Analyzing Cosponsorship Data to Detect Networking Patterns in Peruvian Legislators
José Manuel Magallanes
My name is José Manuel Magallanes, I am a Senior Data Science Fellow at the eScience Institute of the University of Washington, where I am also a Visiting Professor at the Evans School of Public Policy and Governance (2015 - 2017). Since 2003, I have been Professor of Political Science and Public Policy Methodology at the Catholic University of Peru. My research is related to framing political and policy problems with a computational social science approach. I have dealt with different topics including electoral behavior, public management performance, climate change and social conflict, and legislators behavior. My contribution for this case will be a research carried out on bill cosponsorship data to detect key players, reveal association patterns, anticipate party splitting and detect tactics to get re-elected.

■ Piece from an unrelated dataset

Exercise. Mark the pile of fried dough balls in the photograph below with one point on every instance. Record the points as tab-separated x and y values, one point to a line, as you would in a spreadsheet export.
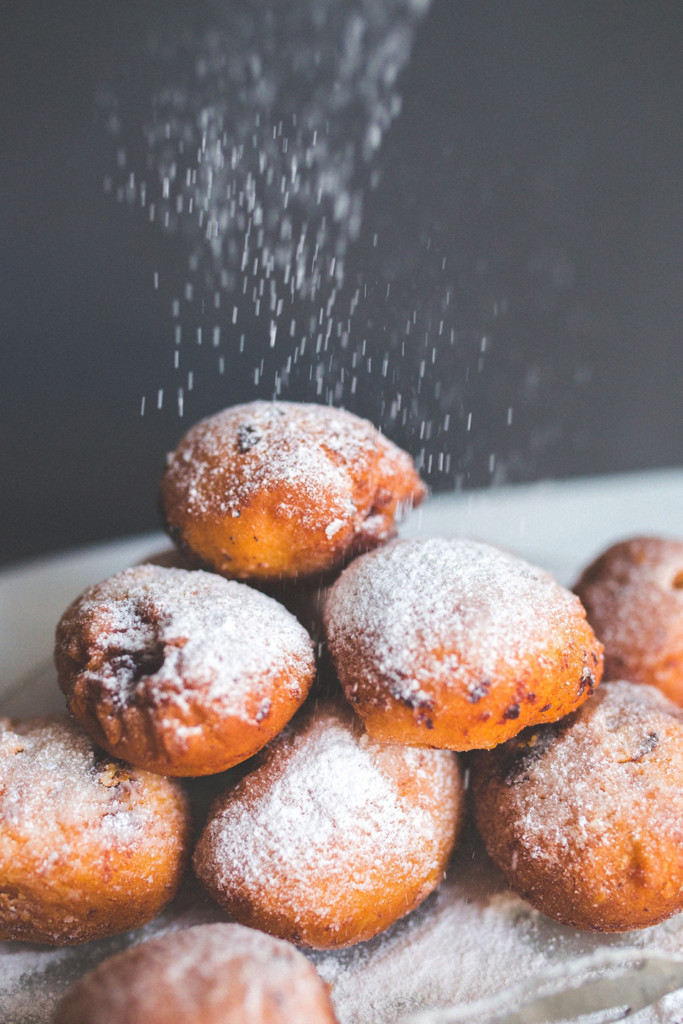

I have a BSc in Computer Science (UNMSM - Peru), a MA in Political Science and Public Management (PUCP - Peru), a Phd in Psychology (UNMSM - Peru) and a Phd in Computational Social Science (George Mason University-USA).

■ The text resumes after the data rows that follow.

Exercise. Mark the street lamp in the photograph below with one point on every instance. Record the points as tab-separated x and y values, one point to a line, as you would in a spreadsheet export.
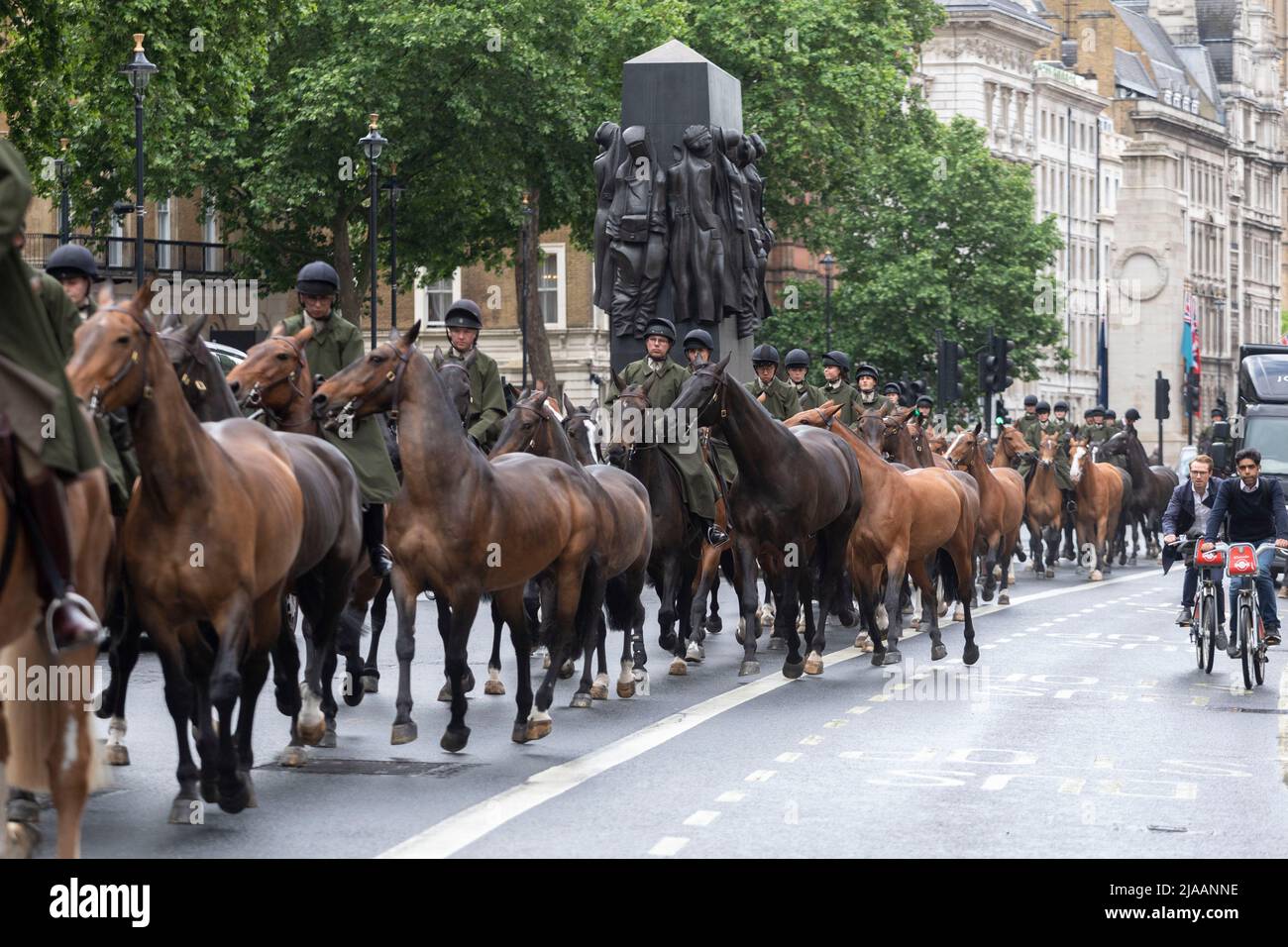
828	262
64	204
373	144
140	71
394	189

The workflow above represents:
a. Manual Stages:
1. Define the Research Problem. 2. Design the Research Plan. 3. Review the Literature. 4. Paper writing.
b. Automated Stages:
1. Collect Data. 2. Organize References. 3. Update computations and plots. 4. Produce and update Paper. 5. Organize archive. 6. Provide external user interface.
A. Manual Stages
a1. Defining the research problem. There has been an interest in the political science community in Peru to learn more on the dynamics of their National Congress. Particularly, Peruvian scholars and pundits have been discussing some particular phenomena affecting the congress dynamics:
The low re-election rate of legislators the previous two elections (~20%).
The fact that some legislators migrated to other parties during their mandate (party switching).

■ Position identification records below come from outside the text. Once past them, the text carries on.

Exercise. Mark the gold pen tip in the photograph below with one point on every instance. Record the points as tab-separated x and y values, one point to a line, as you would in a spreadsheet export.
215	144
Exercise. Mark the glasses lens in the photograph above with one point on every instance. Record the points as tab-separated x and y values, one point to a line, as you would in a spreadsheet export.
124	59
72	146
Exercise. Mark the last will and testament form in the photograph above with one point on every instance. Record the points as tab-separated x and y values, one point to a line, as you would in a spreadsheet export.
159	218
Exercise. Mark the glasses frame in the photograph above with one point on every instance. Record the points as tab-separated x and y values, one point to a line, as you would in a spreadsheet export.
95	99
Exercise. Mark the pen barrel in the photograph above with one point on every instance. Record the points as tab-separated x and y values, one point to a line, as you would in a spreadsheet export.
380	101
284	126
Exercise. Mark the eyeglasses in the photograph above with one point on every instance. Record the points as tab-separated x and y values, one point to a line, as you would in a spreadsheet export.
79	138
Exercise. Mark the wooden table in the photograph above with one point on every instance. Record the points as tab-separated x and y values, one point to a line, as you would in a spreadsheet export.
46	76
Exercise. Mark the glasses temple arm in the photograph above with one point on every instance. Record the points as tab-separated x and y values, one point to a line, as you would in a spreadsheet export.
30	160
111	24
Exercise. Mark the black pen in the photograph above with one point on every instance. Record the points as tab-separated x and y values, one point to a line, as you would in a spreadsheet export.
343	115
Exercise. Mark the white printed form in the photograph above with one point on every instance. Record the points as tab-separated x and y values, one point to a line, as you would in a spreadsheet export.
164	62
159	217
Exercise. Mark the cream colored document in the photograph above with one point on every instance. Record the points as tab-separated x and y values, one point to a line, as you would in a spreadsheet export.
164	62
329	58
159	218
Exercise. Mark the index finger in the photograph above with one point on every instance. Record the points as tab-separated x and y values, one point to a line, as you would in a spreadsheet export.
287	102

The fact that parties that had a good share of seats, ended up splitting their seats (It is worth keeping in mind that Peru has a multiparty system).
Some scholars in the USA have using bill cosponsorship data as a proxy to understand some of these issues, so I decided to follow a similar approach. However, the complexity of the Peruvian case was higher than the bipartisan American Congress, but the data was less available in the Peruvian case; as this work used one Congress data while there are only five Congress periods available on-line as webpages (no API and no data to download).
This stage was done only once. I was the only one in charge to define the research questions (no co-authors); however, some colleagues participated in informal exchanges of ideas. No particular computational tool was used in this stage.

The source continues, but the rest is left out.